Ancient Chinese Proverb: "Injection is nice, but I'd rather be blown!"

1964 Studebaker Daytona - Laguna Blue, Original 4-Spd. Car, Power Steering, Disc Brakes, Bucket Seats, Tinted Glass, Climatizer Ventilation System, AM Radio (136,989 Miles)

Swifster
06-13-2005, 03:20 PM
quote:Originally posted by studegary

1964 serial numbers start at 1001 with a different series of numbers for six and V8. Your car is the 14,003rd V8 and the 1354th hardtop body (out of 2414). I also want to mention that what you call a "VIN" is the serial number. Either the engine number or the serial number may have been used for the VIN (vehicle identification number), usually dependant on what state or country the vehicle was first titled/registered in. For most "late" model Studebakers, the S/N is used as the VIN.

Has anyone seen a state that used the engine number as the VIN? Working in the insurance business, I've never seen a state that used the engine number. The reason would be that engines are replaceable and the body shell (and frame) is basically the car.
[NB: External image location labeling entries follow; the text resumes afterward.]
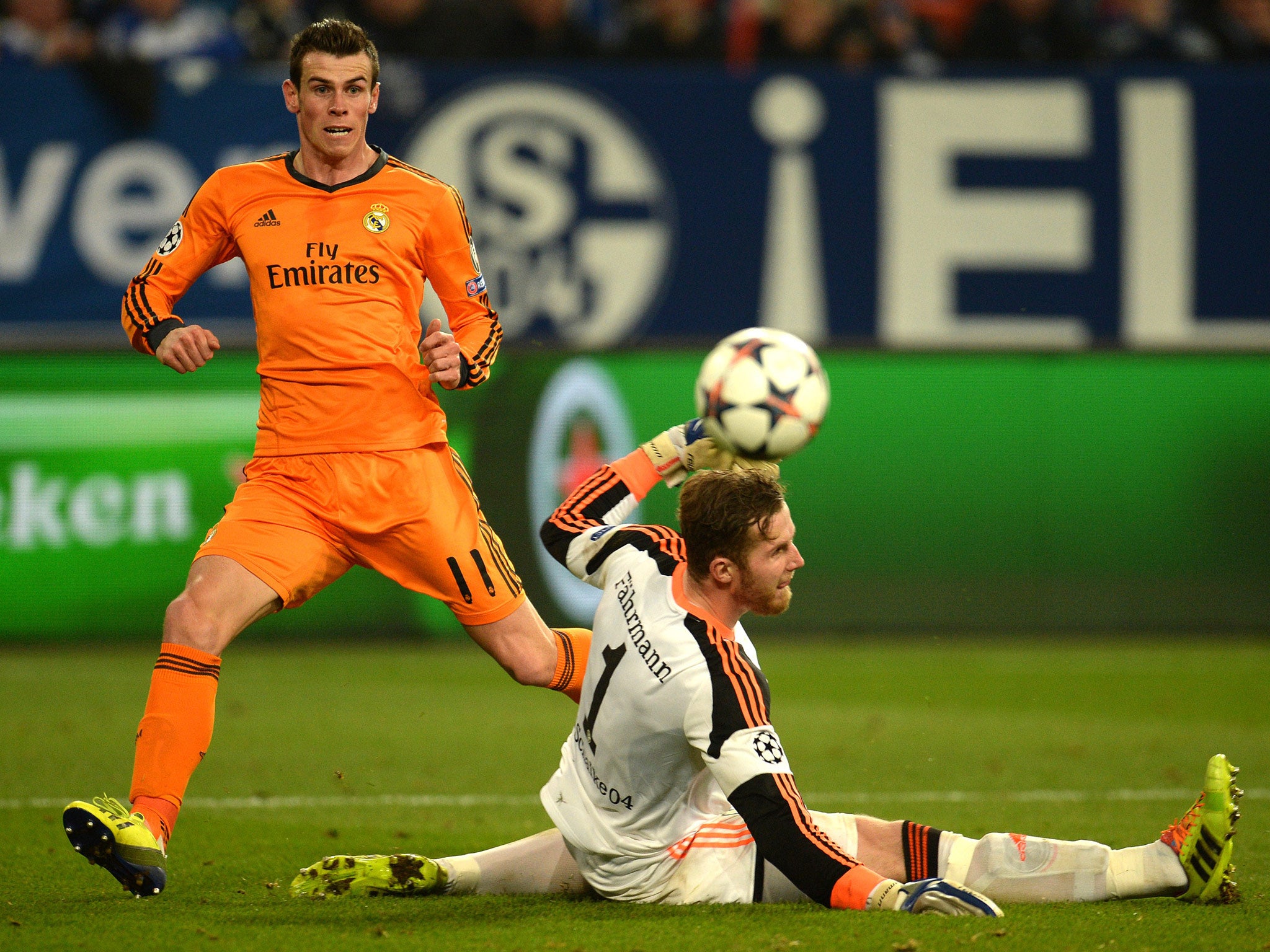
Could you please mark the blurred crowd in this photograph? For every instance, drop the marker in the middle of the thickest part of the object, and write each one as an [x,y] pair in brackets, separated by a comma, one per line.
[917,36]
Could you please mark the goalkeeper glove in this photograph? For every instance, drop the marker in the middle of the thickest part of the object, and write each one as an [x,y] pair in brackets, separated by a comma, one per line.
[686,448]
[931,896]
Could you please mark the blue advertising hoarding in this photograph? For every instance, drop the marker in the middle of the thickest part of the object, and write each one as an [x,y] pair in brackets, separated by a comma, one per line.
[616,205]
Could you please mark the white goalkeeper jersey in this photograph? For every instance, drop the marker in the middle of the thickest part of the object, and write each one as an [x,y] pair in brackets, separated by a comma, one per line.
[673,714]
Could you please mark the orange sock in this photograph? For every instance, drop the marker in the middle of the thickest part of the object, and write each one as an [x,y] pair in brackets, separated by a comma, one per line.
[174,733]
[573,645]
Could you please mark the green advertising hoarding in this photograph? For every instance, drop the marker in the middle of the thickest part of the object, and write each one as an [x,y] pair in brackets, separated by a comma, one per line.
[948,491]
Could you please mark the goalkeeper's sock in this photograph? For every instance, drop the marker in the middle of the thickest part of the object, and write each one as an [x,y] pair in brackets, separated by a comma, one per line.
[535,865]
[174,734]
[573,645]
[1009,867]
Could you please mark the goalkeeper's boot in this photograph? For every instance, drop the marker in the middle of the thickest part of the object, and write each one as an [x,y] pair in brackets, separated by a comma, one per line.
[109,835]
[399,875]
[931,897]
[1203,839]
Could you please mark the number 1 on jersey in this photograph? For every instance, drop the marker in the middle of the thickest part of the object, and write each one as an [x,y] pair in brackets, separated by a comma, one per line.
[613,658]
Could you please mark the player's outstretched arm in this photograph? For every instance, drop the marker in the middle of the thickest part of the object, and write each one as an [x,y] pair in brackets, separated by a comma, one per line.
[187,348]
[578,535]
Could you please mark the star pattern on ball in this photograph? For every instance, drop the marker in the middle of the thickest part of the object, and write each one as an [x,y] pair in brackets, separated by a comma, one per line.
[769,748]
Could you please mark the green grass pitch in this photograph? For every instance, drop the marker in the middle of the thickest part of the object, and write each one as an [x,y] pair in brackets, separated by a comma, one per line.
[905,721]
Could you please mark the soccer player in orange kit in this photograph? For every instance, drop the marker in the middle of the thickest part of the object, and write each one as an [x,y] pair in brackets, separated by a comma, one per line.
[351,462]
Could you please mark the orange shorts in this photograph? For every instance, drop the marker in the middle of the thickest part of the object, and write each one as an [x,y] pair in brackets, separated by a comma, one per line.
[300,522]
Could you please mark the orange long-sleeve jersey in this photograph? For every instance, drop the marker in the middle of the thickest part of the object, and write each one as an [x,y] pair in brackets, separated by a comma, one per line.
[337,280]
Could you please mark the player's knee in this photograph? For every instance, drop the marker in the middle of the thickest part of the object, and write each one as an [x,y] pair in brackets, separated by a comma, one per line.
[189,624]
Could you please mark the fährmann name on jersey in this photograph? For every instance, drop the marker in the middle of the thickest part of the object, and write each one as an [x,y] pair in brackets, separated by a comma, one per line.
[639,639]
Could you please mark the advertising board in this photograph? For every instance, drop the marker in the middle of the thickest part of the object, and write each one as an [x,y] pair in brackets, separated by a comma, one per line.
[945,491]
[616,205]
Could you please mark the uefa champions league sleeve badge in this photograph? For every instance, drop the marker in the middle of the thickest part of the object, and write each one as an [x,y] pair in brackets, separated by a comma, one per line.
[376,220]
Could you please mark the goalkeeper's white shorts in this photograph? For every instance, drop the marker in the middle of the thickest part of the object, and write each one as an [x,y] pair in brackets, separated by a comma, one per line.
[716,863]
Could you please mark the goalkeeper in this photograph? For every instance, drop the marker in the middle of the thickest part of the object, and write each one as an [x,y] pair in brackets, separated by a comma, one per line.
[673,786]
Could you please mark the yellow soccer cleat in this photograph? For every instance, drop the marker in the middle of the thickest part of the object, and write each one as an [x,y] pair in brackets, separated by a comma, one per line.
[109,835]
[1203,838]
[399,875]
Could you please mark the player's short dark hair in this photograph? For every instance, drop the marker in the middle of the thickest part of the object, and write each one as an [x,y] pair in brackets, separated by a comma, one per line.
[717,509]
[335,37]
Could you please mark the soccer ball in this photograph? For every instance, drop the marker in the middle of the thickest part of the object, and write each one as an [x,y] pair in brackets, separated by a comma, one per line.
[762,394]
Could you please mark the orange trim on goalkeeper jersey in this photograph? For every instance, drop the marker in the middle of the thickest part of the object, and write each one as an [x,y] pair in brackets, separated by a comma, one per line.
[337,277]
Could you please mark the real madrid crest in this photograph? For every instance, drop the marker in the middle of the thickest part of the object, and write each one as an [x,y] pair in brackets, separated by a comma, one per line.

Now I'm not saying this is an absolute, hence my question.

I've handled vintage insurance claims in Michigan, Ohio and Missouri and have yet to see this.

Also, how many had their cars (this may be limited to '64's) had there car title with an "I" instead of a "1"? When I got my car from California, the title was listed as 64V-I5003. I had already received a copy of the build sheet from the museum which obviously lists the number as a 1. The Michigan Secretary of State didn't have a problem changing this, but I'm curious is others have had this issue.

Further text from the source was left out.